Biel (Switzerland) has been an Energy City since 2008, and it has committed itself to promoting renewable energy and reducing its own energy consumption. This also includes solutions for environmentally friendly heating - such as the Quartier Champagne Heating Network, which has been in operation since 2018. The operators, Energie Service Biel (ESB) and BKW/AEK Contracting AG (BAC), offer with this new heating network a very ecological solution for providing heat to an area covering some 10 hectares. The energy for heating comes primarily from ground water, which is abundantly available there from a depth of around 16 metres.
In order to provide the heat from the water, up to 6000 litres per minute flow into an underground control centre. There two heat pumps extract thermal energy from the water at 10-12 °C and raise the temperature to a very usable 50-63 °C. The water then cools down by max. 4 K before being fed back again into the ground.
Resource-saving and environmentally friendly
“When selecting the heat pumps, the operators placed great emphasis not only on low power consumption but also on environmentally friendly technology,” explains Claudio Müller. He is the Head of Technology Air Conditioning/Refrigeration at CTA AG (Münsingen) and, together with his team, he planned and installed the heat pumps. They chose R1234ze, a hydrofluoroolefin (HFO), as the refrigerant. "This refrigerant has an ozone depletion potential of zero and a low warming potential of seven. It is an environmentally friendly alternative to previously used conventional refrigerants such as R134a, and we have already experienced good results with it on other projects.”

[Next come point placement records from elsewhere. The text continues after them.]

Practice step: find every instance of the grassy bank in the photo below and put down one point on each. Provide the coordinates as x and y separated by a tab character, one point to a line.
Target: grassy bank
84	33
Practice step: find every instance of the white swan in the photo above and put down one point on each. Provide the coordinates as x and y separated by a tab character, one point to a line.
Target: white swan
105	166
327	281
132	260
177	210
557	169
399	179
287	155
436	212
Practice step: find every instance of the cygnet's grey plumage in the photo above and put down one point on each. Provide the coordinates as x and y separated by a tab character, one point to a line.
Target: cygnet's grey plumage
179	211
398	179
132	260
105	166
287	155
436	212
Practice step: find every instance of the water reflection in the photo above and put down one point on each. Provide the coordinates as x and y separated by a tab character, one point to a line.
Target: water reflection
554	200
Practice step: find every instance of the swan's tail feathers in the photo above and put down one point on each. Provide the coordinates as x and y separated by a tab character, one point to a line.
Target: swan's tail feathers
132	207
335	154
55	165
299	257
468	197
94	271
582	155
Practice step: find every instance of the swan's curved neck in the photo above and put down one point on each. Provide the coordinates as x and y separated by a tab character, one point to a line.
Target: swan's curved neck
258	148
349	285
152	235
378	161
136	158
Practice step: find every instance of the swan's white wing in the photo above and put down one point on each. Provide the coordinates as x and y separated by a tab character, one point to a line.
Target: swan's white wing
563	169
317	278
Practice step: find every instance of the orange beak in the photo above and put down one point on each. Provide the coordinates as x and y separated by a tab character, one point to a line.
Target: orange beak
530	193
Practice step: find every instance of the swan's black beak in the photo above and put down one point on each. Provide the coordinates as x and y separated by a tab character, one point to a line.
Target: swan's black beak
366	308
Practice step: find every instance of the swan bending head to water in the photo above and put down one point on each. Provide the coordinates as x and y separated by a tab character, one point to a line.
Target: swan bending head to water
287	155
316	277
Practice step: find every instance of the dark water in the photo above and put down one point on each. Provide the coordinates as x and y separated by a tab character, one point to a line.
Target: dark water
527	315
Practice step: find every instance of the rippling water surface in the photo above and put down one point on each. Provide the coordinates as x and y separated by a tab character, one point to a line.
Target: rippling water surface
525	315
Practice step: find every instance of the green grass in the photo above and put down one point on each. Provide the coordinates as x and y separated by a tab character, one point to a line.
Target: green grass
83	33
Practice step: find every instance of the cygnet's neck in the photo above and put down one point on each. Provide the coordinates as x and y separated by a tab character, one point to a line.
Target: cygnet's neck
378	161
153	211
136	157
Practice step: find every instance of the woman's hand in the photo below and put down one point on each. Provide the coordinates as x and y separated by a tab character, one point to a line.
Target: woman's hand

So that the heat pumps can cover the greater part of the heating requirement, each of them offers a capacity of up to 650 kW. This is sufficient to provide four fifths of the heat quantity, which the network consumers require on average. It is only on very cold winter days, that a natural gas boiler (approx. 1000 kW) has to cover the peak load. When compared to heating with natural gas, the heat pumps provide a reduction in CO2 output of some 620 tons per year.
The heart of the system are semi-hermetic compressors from Bock
The heart of the heat pumps are four HG88e semi-hermetic, reciprocating compressors per heat pump, all manufactured by GEA Bock in Frickenhausen. The high-performance eight-cylinder compressors are designed for 4 °C evaporation temperature and 57-64 °C condensing temperature, so that heat up to 63 °C can be provided in the local heating network. (Higher temperatures up to 75 °C can be achieved by using the natural gas boiler, or by reheating in the objects supplied – for example for sanitising the particular hot water network at over 70 °C.)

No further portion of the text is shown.